In concert: Francois Ladrezo
By Mark Jenkins
Studying drums in order to become a singer might seem an odd strategy. But it worked for Guadeloupe's Francois Ladrezo, the Gwoka maestro who led his voice-and-drum ensemble in a joyously percussive performance Tuesday at the Kennedy Center's Millennium Stage.
Midway through the set, Ladrezo briefly played the make, using the goblet-shaped drum to punctuate the thunder of the troupe's two larger, lower-pitched boulas. But the Afro-Caribbean sextet was polyrhythmic from its very first sounds, produced entirely by voices and handclaps. These instruments were also available to the audience members, and Ladrezo frequently encouraged them to join in. (This worked better with simple call-and-response patterns than with more complicated phrases.)

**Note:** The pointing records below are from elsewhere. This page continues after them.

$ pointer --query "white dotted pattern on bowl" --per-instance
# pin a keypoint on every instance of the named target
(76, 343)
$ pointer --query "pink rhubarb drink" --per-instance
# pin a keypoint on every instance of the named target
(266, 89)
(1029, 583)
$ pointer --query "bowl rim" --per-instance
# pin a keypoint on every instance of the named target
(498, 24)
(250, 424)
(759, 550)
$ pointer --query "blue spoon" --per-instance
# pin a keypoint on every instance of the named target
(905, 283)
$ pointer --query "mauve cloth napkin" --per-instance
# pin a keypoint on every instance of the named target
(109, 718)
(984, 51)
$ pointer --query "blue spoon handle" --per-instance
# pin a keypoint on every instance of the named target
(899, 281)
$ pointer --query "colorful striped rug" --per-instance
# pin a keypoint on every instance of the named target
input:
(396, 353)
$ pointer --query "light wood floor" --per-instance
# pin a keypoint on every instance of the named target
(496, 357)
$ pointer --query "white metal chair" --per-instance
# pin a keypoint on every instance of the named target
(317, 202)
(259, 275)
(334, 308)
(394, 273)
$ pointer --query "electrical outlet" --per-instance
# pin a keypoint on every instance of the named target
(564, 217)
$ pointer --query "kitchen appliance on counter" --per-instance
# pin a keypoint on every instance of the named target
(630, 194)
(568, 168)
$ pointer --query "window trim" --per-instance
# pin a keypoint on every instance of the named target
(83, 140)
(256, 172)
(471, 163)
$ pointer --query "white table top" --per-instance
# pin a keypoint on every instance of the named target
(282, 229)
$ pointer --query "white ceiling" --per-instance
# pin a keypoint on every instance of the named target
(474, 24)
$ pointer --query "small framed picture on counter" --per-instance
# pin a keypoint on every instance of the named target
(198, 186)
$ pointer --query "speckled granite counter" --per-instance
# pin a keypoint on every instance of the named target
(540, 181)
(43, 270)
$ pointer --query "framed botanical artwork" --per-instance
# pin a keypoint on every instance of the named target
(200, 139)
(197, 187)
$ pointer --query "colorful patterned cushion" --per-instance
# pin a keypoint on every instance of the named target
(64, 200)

(Dancing down the aisle and more photos, after the jump.)
Singer-dancer Vanessa Tardel also worked to involve the crowd, twice bursting off the stage and shimmying down the center aisle.
Ladrezo, his long hair and full beard both braided, looked every bit the Rastafarian. But instead of "mon," he says "homme." Guadeloupe is part of France, and the musician's surname is properly spelled "Ladrezeau."

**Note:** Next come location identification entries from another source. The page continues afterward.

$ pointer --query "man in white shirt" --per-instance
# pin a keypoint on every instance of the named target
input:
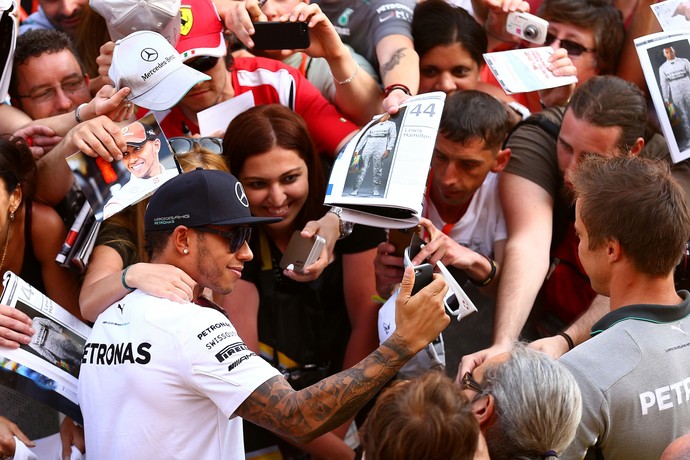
(164, 380)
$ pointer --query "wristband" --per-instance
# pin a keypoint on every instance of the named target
(568, 339)
(350, 78)
(393, 87)
(489, 278)
(345, 227)
(77, 112)
(124, 283)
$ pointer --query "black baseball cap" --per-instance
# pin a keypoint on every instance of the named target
(198, 198)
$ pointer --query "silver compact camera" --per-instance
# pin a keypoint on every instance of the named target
(528, 27)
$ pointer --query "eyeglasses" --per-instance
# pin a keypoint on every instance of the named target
(573, 48)
(203, 63)
(236, 237)
(469, 383)
(69, 85)
(182, 145)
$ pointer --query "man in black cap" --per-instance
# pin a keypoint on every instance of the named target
(164, 380)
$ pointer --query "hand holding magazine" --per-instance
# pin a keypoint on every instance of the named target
(379, 178)
(665, 61)
(47, 368)
(147, 164)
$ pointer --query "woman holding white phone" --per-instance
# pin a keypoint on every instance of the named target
(306, 329)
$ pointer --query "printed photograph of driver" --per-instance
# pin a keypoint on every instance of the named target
(145, 159)
(53, 342)
(372, 158)
(673, 78)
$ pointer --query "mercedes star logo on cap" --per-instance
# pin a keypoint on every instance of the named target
(149, 54)
(241, 196)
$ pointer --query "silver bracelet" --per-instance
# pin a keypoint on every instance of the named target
(77, 112)
(350, 78)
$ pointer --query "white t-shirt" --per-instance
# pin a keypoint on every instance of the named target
(478, 229)
(482, 224)
(163, 380)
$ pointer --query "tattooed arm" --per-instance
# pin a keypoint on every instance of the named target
(304, 415)
(399, 64)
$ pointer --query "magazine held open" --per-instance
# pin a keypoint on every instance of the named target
(379, 178)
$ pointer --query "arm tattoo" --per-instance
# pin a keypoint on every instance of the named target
(315, 410)
(392, 62)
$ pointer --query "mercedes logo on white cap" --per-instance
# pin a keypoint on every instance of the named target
(149, 54)
(241, 196)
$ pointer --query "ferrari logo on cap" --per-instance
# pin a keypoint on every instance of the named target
(241, 196)
(186, 19)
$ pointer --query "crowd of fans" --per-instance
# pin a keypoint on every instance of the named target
(561, 209)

French-language lyrics were no barrier to understanding, however, since the group relied primarily on syncopation and Ladrezo's robust, penetrating voice. If the singer's flourishes verged on the operatic, the rest of the music was pan-African and beyond, suggesting everything from hip-hop's human beatboxes to the incantatory styles of Haiti and Morocco. An hour is too little time to spin a trance, but Ladrezo's Gwoka clearly had the mojo to do so.